Department of Geography & Urban Studies, William Paterson University, Wayne, NJ 07470, USA

Received 7 May 2014; Revised 13 August 2014; Accepted 14 August 2014; Published 3 September 2014

Academic Editor: David Wong

Copyright © 2014 Thomas Y. Owusu. This is an open access article distributed under the Creative Commons Attribution License, which permits unrestricted use, distribution, and reproduction in any medium, provided the original work is properly cited.


This paper examines the dynamics of economic change in the City of Paterson, New Jersey, from the time of its founding in the late eighteenth century to 1990, with emphasis on the post-1945 era. Analysis shows that from the time of its founding to the first half of the twentieth century, Paterson experienced a period of economic growth followed by economic decline in the 1960s, characterized by major changes in its principal industries of cotton, locomotives, and silk.

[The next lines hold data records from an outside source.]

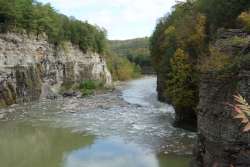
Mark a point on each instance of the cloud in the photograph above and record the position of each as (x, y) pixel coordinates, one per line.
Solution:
(122, 18)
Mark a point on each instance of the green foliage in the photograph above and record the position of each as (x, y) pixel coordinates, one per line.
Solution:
(180, 45)
(181, 82)
(176, 47)
(38, 18)
(121, 68)
(244, 18)
(242, 112)
(135, 50)
(216, 61)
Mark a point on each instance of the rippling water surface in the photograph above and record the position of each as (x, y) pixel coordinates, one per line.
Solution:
(126, 129)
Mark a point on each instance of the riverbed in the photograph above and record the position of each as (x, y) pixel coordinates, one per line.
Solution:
(126, 127)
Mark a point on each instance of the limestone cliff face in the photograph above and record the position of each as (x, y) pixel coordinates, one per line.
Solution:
(26, 63)
(221, 142)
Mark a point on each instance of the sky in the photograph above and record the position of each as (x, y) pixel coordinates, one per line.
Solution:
(123, 19)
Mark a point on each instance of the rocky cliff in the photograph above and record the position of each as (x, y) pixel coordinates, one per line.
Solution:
(221, 143)
(27, 63)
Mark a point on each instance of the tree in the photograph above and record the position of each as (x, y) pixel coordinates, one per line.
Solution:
(181, 82)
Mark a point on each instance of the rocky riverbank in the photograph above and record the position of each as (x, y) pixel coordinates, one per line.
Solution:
(30, 67)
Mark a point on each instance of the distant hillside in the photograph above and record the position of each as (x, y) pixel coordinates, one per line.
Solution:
(136, 50)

Economic growth in Paterson up to the early part of the twentieth century is attributable to several locational factors, including the availability of water resources, transportation, labor supply, and markets. Its decline in the post-1945 era is attributable to a combination of local, national, and global economic factors including periods of depression, labor discord, product substitution, decentralization of economic activities, and deindustrialization. Economic decline resulted in a high rate of unemployment, poverty, and urban decay. The most significant effort to reverse urban decline in the city is the urban enterprise zone (UEZ) program. The impacts of this program on economic growth in the city, however, remain inconclusive.